Adegbenro: Nigeria Yet to Fully Exit Recession

Gboyega Akinsanmi

The Chief Executive Officer of Balmoral International Ltd, Otunba Adejare Adegbenro has said Nigeria has not fully exited recession because some traces of causes of the monster are still very much visible around.

Adegbenro, grandson of former Premier of Western Region, Alhaji Dauda Adegbenro and a hero of Nigerian democracy, Pa Alfred Rewane, made the observation at a session with journalists at the weekend in Lagos.

According to him, until the roots causes of economic recession are completely tackled, Nigeria can still be said to be in recession.

He observed that the cause of the recession in the first place was an imported inflation characterised by devaluation of the Naira with a resultant multiplier effect of increase in the prices of goods and services.

He said, “Until the pressure placed on dollar by the country’s over reliance on imported goods are tackled, the value of the Naira will continue to depreciate and the country will always relapse into another rounds of recession.

“The government should focus on things that can generate forex and ensure production of most of the things we consume like food, petroleum products and export things that we have that the world needs like Bitumen, solid minerals among other things,” Adegbenro said.

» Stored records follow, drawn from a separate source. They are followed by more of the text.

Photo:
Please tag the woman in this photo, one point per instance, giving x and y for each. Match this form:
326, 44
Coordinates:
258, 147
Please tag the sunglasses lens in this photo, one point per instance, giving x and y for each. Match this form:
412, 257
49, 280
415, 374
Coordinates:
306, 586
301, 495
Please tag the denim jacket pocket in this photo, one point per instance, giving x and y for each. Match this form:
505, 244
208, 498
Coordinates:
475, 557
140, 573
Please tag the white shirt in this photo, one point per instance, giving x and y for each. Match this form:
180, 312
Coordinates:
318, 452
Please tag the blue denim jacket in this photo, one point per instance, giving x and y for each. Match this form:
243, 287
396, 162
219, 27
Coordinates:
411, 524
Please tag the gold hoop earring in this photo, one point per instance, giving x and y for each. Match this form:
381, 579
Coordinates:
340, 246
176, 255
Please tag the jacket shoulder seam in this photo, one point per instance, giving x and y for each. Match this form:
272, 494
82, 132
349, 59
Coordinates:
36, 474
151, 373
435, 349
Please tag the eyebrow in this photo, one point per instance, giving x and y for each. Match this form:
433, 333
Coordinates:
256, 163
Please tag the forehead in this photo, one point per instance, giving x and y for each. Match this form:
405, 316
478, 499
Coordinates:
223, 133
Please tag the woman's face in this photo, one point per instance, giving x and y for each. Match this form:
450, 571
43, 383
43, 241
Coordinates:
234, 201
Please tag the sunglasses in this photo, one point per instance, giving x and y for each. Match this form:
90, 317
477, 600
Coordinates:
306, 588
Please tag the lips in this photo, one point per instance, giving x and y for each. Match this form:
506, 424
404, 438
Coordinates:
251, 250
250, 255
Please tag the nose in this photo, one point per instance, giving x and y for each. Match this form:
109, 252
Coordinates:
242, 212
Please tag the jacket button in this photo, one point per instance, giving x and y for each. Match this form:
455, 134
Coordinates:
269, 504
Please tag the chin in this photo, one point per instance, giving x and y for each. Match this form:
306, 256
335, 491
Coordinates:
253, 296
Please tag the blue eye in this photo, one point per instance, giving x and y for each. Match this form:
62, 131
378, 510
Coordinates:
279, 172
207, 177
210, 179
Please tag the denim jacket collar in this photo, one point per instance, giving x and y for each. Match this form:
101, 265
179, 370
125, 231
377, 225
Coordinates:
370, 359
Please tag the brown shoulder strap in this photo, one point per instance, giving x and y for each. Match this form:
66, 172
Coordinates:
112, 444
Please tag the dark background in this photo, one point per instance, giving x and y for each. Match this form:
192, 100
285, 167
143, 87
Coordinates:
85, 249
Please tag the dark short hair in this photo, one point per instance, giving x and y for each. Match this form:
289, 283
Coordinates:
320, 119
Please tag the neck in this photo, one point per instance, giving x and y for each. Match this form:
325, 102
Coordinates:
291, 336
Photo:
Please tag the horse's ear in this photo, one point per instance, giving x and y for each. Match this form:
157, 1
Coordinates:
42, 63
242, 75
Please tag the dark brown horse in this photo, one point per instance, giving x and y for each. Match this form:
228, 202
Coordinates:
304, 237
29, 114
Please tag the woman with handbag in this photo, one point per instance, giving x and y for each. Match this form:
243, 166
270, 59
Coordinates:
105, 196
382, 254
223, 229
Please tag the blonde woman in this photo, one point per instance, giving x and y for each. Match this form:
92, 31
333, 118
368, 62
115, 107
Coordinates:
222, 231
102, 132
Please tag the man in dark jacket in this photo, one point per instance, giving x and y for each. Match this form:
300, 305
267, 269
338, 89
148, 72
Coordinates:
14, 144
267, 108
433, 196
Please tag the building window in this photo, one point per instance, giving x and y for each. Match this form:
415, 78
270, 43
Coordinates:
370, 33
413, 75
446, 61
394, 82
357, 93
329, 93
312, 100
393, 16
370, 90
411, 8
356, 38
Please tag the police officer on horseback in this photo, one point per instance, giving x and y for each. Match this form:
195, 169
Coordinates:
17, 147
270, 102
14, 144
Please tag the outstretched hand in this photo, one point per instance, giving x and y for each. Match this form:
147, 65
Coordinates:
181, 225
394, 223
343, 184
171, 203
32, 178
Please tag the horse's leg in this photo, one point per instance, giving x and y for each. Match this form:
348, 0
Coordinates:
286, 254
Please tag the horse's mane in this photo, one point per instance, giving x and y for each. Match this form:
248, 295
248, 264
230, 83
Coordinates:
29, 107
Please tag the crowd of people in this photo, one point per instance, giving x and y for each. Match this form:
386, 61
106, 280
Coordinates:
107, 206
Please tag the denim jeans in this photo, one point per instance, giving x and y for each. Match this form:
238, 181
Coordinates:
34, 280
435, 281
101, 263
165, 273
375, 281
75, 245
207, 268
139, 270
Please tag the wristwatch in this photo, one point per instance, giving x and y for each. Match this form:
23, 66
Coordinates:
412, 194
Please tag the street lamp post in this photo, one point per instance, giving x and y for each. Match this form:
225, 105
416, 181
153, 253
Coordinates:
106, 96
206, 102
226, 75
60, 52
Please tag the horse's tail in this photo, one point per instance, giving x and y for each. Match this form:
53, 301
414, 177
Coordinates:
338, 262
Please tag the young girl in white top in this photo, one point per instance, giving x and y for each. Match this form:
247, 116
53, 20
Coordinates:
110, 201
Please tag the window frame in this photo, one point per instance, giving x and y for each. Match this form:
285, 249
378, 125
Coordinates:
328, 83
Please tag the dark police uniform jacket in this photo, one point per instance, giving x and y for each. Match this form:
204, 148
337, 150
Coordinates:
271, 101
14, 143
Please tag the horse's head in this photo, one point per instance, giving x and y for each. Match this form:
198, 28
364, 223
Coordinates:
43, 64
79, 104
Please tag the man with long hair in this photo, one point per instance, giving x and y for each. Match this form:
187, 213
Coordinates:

On what the government can do to bring the dollar at par with the naira, he said the process “will be a long and enduring journey that is not too late however to start,

“The government should continue with the investment in agriculture with concerted effort to upscale to processing the produce from the farms or empower entrepreneurs that are interested in processing.”

“The government, also, needs to open up other ports across the country to ease the clearing of imports and exports to reduce the cost of inputs and factors of production.”

He urged the country’s leaders “to set up modular refineries that work in all the geopolitical zones of the country to support the production from the Dangote refinery and save the forex used in importing petroleum products.”

Adegbenro, however, lauded the government efforts towards moving the country forward, noting that a government that “is interested in completing abandoned infrastructural projects like major roads, railroads, power projects and Agro-allied projects is a government that is interested in getting the country working again.”

According to him, with the stable production of crude in Nigeria and fairly stable oil price, this government has the opportunity to diversify this economy and shift focus and over-reliance on oil, adding that, the government should also increase and encourage loans for SME across all vocations, ethnic groups and fields across the country.

Adegbenro, also, observed that many unemployed youths would make use of business opportunities if government could create a platform for awareness because most of them are ignorant of dynamic and economic changes in our environment, both locally and globally.

“The government should also focus on youth development through sports to curb crimes and position them for exportation of talents in the short to medium term and large allocation of the budget should be made for health and education with strict monitoring of usage of resources.

“The school curriculum should be reviewed to include basic sports like, football, swimming, gymnastics, basketball. All these would add up to giving the economy a boost as no policy is too small to add to the growth of economy of any country.”